I'm using sysutils/pwsafe and it seems to mlock(2) 18 pages (end - start
= 73728 bytes) but then munlock(2) 73728 pages :-). vm_map_unwire()
seems to do the right thing with those buggy boundaries, but then the
racct code assumes that those boundaries were correct as long as
vm_map_unwire() returned successfully.  This is what causes the
assertion failure.

> By the way, sys_mlock() uses a simpler approach to deal with a similar
> situation:
> 
>         error = vm_map_wire(map, start, end, 
>             VM_MAP_WIRE_USER | VM_MAP_WIRE_NOHOLES);
> #ifdef RACCT
>         if (error != KERN_SUCCESS) {
>                 PROC_LOCK(proc);
>                 racct_set(proc, RACCT_MEMLOCK,
>                     ptoa(pmap_wired_count(map->pmap)));
>                 PROC_UNLOCK(proc);
>         }
> #endif
> 
> However, the code in sys_mlock() for maintaining RACCT_MEMLOCK,
> including the above snippet, is race-y.  Two simultaneous callers to
> sys_mlock() will produce incorrect results.  (I haven't looked at
> sys_mlockall() or vm_map_growstack().)

Ok, I will commit that as the first bandaid then.
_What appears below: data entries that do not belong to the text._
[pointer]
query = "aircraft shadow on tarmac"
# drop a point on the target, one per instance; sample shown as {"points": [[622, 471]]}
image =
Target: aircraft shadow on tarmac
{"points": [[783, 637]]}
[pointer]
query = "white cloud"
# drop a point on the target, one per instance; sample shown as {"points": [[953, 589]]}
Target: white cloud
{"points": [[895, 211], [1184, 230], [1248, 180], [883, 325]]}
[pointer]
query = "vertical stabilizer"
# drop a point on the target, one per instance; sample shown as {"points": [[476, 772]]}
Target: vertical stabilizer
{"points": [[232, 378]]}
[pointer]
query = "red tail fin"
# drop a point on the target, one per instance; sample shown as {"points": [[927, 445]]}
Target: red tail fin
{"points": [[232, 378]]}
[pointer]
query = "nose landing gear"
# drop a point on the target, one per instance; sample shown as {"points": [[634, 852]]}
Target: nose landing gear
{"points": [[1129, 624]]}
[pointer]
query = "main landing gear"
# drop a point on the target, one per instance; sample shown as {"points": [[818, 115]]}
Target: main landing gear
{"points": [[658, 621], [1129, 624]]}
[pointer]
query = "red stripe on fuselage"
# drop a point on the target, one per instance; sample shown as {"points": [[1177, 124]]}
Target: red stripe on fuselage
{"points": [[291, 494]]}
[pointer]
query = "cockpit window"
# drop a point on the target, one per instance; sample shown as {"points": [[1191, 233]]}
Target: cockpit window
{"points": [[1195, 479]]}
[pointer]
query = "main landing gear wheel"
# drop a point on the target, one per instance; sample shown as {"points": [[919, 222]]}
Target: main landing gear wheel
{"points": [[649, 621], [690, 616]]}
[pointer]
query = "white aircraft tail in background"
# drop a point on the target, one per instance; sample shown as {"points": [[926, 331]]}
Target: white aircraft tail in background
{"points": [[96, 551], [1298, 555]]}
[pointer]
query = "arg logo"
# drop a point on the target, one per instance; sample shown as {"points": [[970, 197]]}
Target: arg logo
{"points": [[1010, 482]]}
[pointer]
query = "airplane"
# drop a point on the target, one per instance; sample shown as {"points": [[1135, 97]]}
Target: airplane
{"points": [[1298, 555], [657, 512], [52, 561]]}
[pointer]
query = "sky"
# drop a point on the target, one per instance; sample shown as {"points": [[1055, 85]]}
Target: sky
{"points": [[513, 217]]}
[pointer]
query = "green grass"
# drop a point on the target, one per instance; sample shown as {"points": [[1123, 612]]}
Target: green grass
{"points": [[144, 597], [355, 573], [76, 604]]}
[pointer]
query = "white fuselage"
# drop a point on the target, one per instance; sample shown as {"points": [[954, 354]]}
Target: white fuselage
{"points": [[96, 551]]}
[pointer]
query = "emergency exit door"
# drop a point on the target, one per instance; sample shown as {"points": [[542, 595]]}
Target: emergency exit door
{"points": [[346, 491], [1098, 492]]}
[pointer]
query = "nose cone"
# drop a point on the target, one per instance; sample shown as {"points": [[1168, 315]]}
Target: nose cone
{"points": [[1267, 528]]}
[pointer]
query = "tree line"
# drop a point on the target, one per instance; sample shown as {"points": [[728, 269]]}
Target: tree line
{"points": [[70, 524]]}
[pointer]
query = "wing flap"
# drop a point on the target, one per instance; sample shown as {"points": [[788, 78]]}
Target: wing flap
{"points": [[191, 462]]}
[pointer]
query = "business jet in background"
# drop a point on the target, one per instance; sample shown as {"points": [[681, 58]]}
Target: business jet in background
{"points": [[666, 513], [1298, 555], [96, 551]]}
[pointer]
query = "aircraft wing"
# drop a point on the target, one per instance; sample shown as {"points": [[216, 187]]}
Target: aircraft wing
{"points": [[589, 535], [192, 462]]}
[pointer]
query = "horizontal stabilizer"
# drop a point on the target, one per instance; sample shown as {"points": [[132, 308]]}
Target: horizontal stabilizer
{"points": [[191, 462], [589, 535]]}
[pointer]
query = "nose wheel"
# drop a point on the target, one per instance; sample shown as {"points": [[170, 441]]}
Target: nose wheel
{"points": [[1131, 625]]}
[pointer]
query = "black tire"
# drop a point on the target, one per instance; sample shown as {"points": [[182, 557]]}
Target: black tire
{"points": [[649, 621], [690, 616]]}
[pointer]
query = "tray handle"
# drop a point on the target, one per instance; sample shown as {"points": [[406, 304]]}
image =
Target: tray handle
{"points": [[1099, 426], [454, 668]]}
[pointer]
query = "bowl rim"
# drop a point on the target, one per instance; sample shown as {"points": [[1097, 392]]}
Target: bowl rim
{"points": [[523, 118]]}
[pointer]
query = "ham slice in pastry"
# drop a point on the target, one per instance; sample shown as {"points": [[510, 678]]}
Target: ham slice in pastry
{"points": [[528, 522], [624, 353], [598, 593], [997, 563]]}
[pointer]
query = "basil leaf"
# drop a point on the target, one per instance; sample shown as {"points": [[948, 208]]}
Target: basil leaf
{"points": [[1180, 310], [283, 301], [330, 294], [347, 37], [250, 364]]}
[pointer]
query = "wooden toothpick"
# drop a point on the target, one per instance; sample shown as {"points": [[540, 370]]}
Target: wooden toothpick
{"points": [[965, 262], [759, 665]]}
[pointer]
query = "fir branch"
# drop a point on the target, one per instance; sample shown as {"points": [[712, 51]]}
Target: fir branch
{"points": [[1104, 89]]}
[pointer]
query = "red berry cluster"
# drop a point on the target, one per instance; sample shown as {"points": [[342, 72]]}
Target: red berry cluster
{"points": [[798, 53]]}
> Also, a wired mapping can be destroyed by calling munmap(2) without
> first calling munlock(2), in which case, RACCT_MEMLOCK will be
> incorrect.

So I think the right way to tackle this is to handle racct in the vm
layer rather than at the syscall layer.

vm_fault_{wire,unwire}() look like natural places for this, but racct
functions require the struct proc to be locked.  Any idea how to handle
this?

-- 
Jeremie Le Hen

Scientists say the world is made up of Protons, Neutrons and Electrons.
They forgot to mention Morons.